The driver of the auto involved in the accident complied with the law and therefore was not an uninsured motorist.

However, this fact does not resolve the issue before us until a determination is made as to the effect of the agreement to arbitrate. Assuming arguendo that there was good and sufficient consideration for the agreement to arbitrate, nevertheless, it would be improper to submit this case to arbitration.

The State Farm Policy covering the deceased requires arbitration under the Act of April 25, 1927, P.L. 381, 5 P.S. §§161-181.

Unlike common law arbitration under which the court cannot correct errors of law, section 11D of the Act of 1927, 5 P.S. §171, permits the court to correct or modify an award: “Where the award is against the law, and is such that had it been a verdict of the jury the court would have entered different or other judgment notwithstanding the verdict.” See State Farm Mut. Auto. Ins. Co. v. Williams, 481 Pa. 130, 392 A. 2d 281 (1978).

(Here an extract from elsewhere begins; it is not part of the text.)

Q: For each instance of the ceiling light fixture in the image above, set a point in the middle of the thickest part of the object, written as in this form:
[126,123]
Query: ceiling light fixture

Having decided that the Simon vehicle was not an uninsured vehicle, any award by the arbitrators providing additional compensation, inconsistent with the amount already paid, would be an error of law. It would be futile to prolong this litigation by submitting it to arbitration only to have it set aside if the estate is awarded any sum in addition to that which it has already received.

For the foregoing reasons, we find that this matter should not be submitted to arbitration.

*369ORDER

And now, June 18, 1979, it is hereby ordered and decreed that petitioners’ motion for the appointment of a third arbitrator is hereby denied.